Big-hearted nurse ‘called’ to take care of others
Spending the better part of the past decade tending to all her patients with love, support and extra care, Duncan Village Day Hospital nurse, Zanyiwe Ndlazi-Jason, has no qualms about going the extra mile.
The 46-year old’s passion for looking after people doesn’t end with her eight-hour shifts.
Known for going above and beyond the call of duty, Ndlazi-Jason can often be found ensuring her elderly neighbours are taking their daily medicines and transporting patients to and from the day clinic regularly.
Ndlazi-Jason, who is a mother of two and widow of Dr Francis Jason, said her passion for nursing started when she was a teenager after she nursed an injured neighbour back to health.
“Nursing isn’t just my job, it’s a calling.
“It started long before I even had training,” said Ndlazi-Jason, who obtained a Bachelor of Nursing Science (B Cur) degree at Fort Hare University.
“When I was about 15, my neighbour was wounded and had a large cut on his head.
“I would go to his home and clean the wound twice a day, and after two weeks it healed and he was out gardening again.
“Whenever he saw me after that he would call me his nurse,” said Ndlazi-Jason, who grew up in Centane, along with five sisters.
“Helping someone that is sick is something that I will live with for the rest of my life.
“If I see person that is sick I forget about my own problems and focus on them.”
Since graduating, Ndlazi-Jason has worked at Cecilia Makiwane hospital and Duncan Village Day Hospital’s maternity ward and chronic illnesses department.
She said working during the Covid-19 pandemic had been incredibly tough on all medical staff at the day hospital.
“One of the biggest challenges of working as a nurse during the Covid 19 pandemic was the panic, anxiety and lack of information on how to deal with it,” said Ndlazi-Jason.
“The shortage of PPE, whereby we had to share a box of gloves with about eight staff members was also a big challenge.
“There was also a shortage of aprons and masks.
“Nurses are nursing patients out of love, so most of the patient management is very challenging.
“For example, when you have to put a drip on a very dehydrated patient and you have feel for the vein with your finger, but with a glove on, and also thinking of maintaining social distancing
“It is very difficult for nurses and doctors.
“The Covid-19 pandemic is a frustrating situation.
“When you are helping sick patients you also have to be very cautious about taking the necessary precautions,” said Ndlazi-Jason.
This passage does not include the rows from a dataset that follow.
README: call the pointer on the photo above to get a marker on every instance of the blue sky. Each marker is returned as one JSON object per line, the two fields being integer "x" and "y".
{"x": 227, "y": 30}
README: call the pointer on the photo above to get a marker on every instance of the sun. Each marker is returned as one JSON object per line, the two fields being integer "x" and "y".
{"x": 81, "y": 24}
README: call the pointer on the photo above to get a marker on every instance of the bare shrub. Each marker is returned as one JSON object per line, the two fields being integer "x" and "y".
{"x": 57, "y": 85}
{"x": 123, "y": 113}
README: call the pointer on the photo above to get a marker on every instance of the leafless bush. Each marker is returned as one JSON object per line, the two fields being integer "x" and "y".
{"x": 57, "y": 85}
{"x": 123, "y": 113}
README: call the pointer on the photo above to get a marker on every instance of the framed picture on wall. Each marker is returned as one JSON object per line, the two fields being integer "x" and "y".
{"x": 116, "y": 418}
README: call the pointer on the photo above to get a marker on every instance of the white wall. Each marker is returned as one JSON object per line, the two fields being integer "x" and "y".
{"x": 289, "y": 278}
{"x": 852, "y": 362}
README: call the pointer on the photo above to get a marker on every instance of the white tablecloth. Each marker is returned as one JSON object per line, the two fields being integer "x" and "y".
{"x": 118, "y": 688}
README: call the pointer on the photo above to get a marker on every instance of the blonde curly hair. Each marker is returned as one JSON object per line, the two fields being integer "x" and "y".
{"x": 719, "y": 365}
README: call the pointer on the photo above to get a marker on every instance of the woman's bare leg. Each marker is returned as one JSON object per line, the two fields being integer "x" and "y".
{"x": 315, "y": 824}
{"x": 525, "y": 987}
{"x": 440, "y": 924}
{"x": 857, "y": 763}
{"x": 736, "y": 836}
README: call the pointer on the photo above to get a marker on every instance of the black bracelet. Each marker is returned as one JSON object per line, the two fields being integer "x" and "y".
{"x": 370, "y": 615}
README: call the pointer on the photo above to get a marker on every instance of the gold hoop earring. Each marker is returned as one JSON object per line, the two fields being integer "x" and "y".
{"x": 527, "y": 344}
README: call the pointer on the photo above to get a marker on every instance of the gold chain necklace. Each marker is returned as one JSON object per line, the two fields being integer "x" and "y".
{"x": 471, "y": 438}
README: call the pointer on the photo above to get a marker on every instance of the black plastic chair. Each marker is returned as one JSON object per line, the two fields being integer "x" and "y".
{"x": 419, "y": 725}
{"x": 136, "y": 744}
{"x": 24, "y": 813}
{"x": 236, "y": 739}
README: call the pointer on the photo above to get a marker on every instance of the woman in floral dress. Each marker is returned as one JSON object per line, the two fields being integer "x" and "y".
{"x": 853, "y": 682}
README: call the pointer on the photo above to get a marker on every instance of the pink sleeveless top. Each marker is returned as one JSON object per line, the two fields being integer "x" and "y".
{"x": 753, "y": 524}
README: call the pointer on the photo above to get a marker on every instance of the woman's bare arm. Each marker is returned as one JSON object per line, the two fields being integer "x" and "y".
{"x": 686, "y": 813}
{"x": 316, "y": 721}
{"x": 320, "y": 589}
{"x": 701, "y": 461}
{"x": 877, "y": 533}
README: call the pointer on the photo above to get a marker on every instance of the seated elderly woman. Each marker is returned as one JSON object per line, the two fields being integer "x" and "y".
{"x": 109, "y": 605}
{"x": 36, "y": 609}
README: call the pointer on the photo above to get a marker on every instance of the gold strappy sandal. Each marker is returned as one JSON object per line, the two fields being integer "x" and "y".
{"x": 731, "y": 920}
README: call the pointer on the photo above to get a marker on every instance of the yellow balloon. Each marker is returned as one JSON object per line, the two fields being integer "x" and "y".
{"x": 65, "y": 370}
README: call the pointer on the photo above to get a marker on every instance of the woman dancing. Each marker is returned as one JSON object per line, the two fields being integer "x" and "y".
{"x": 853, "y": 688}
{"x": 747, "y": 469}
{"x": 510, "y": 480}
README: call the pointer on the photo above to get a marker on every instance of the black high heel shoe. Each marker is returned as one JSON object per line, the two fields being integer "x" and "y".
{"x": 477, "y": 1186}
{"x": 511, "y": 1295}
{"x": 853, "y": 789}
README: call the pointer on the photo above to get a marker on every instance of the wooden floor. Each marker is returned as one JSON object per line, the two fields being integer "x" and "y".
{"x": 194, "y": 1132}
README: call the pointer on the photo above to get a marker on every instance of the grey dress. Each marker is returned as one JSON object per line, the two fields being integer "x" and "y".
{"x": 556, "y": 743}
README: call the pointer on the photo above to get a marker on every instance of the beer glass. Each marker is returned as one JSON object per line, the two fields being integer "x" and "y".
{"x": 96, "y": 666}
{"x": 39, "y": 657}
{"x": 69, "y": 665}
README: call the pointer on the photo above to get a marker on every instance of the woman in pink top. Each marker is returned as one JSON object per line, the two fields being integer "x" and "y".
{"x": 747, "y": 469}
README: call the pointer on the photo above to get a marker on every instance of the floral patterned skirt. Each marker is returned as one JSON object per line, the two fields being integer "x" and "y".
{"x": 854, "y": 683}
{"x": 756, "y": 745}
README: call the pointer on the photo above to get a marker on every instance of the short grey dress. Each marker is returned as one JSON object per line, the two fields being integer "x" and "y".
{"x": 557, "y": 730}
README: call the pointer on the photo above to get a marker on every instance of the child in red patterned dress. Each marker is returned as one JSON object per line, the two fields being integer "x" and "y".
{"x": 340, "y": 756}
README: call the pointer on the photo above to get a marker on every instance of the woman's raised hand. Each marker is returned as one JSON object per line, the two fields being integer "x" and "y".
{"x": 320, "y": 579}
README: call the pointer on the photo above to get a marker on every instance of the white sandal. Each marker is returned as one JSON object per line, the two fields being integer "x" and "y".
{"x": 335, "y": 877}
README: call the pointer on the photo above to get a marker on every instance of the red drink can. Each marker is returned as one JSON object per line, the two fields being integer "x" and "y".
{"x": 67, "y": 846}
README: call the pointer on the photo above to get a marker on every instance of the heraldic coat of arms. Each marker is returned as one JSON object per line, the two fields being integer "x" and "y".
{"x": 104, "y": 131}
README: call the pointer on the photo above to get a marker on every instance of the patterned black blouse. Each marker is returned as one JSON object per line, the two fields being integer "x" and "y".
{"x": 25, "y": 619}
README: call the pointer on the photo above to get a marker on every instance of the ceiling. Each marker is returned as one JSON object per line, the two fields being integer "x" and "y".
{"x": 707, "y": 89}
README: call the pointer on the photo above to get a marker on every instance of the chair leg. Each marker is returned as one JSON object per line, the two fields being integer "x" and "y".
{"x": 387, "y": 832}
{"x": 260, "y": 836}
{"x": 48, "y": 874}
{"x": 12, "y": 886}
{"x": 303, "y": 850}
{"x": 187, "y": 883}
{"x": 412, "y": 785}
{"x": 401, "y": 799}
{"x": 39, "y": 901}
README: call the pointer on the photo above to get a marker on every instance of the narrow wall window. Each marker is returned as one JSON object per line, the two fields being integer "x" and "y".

While her daily nursing duties of administering medication, providing physical care and observing, monitoring and assessing patients keeps Ndlazi-Jason busy, especially during the pandemic, she is always ready to put in extra hours and effort to help those who are sick.
“When I see a patient hasn’t come to the clinic for a while, I will find their address in the hospital records and go knock on their door to take them to the clinic so they can get their medicine,” said Ndlazi-Jason.
“Many people, especially HIV and TB patients, don’t realise how important a strict medication regimen is for their health.
“Some are too scared to take their medication in front of family because they fear they will be judged about their status.
“So I try to counsel them and make them understand how important it is and encourage them to come to the clinic regularly.”
She said a big issue was that patients often had no money for transport to the clinic, and she tried to help whenever she could.
With hygiene precautions in place and mandatory face masks, Ndlazi-Jason has continued to transport patients who have no means of getting to and from the clinic throughout the lockdown.
“The most rewarding thing about being a nurse to me is to see patients improve and I hear those words of acknowledgment.
“The best feeling is when you help a person and you know that you did the best that could do to help them,” Ndlazi-Jason said.